According to the report ‘Joe Debtor: the Face of Bankruptcy’, 94 percent of insolvent persons have credit card debt, carrying three all-purpose credit cards (American Express, Visa, MasterCard). 84 percent of debtors have a credit card from a Canadian financial institution, with a balance per card at $7,917 on average. Then, 73 percent of debtors carry a credit card from a non-Canadian financial institution, including MBNA, Capital One, and American Express. The balance per credit card is $5,732 on average. Compared to credit card debt ($24,390), the average Canadian owes $13,761 in bank loans, which is two times less.

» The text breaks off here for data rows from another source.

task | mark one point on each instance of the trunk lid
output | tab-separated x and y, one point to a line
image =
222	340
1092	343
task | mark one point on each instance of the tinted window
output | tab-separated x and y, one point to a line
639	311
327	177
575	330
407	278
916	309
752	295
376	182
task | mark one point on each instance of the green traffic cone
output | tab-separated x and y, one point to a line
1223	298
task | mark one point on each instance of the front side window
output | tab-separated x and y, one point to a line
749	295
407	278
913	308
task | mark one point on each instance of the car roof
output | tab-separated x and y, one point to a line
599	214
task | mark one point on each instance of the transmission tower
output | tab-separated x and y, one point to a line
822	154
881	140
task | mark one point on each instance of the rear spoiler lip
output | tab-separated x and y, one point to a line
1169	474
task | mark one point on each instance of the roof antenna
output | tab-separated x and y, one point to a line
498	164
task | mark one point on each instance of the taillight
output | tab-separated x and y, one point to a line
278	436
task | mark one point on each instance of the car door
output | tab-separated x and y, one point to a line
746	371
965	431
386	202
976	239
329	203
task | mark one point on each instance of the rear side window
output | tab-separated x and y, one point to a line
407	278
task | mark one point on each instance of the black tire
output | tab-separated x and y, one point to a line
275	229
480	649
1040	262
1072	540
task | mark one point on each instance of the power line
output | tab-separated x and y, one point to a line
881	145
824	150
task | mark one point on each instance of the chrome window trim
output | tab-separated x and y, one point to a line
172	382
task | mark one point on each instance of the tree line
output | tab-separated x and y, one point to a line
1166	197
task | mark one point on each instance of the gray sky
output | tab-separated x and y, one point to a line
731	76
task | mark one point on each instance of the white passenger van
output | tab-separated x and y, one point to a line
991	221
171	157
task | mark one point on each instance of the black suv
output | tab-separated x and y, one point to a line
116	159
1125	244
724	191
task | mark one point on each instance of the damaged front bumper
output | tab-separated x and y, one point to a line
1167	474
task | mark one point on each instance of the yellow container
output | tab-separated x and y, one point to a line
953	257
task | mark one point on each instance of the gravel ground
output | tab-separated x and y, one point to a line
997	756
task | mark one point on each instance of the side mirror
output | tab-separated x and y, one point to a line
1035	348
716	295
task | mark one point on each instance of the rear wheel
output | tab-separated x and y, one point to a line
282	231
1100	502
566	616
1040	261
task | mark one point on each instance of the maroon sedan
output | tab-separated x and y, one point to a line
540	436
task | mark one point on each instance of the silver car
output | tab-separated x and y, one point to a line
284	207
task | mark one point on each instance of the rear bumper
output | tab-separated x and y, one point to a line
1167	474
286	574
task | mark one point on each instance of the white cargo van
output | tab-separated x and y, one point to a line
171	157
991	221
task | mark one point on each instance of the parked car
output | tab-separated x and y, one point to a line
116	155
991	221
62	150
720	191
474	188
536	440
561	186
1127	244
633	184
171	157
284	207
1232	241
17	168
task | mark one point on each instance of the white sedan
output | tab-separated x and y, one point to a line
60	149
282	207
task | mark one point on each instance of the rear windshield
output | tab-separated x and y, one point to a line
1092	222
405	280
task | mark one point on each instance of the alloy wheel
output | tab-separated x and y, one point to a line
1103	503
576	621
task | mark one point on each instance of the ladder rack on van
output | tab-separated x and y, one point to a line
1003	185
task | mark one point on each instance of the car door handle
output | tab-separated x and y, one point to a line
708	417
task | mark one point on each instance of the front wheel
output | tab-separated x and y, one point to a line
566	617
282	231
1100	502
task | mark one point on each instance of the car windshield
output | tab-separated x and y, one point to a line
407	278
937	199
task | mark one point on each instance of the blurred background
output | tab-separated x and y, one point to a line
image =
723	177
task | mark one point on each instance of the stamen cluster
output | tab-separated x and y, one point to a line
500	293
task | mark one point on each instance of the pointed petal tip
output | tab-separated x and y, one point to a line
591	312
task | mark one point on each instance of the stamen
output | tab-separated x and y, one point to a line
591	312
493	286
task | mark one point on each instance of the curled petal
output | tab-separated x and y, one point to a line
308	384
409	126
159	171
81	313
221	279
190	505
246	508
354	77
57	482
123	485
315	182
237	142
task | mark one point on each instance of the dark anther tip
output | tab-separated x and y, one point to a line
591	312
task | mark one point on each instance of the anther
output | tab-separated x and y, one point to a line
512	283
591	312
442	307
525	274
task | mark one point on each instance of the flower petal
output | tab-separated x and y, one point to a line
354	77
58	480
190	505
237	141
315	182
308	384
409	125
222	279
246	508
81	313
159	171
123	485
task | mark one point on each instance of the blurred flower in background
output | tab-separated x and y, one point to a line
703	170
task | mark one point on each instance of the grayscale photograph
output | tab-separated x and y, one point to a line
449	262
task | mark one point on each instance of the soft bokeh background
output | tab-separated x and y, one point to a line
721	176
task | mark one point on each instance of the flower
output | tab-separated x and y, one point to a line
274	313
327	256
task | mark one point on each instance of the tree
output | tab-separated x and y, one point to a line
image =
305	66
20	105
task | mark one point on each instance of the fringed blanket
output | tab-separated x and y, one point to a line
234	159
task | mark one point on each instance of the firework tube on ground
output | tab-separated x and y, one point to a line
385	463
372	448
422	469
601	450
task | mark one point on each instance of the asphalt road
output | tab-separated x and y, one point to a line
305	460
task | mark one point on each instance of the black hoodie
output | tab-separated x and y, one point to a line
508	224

Notably, female bankrupts have a slightly higher credit card debt compared to male debtors. In addition, more and more older Canadians (aged 55 and older) carry debt when entering retirement. Some debts are house-related, but an increasing number of older Canadians carry significant credit card debt. Combined with a reduction of income, due to an unexpected expense, illness, or retirement, high level of debt, and credit card debt in particular, is a major reason to file for bankruptcy (Face of Bankruptcy).

Knowing that credit card debt is a major contributor to bankruptcy, what can be done to avoid insolvency? To begin with, high-fee and high-interest credit cards can be dangerous in that they contribute to debtors’ inability to service debt. Credit cards, high-interest or low-interest, are only part of the problem, however. When spending habits and poor financial management keep going on unchecked, debtors soon find themselves in the camp of all those who consider bankruptcy their only option.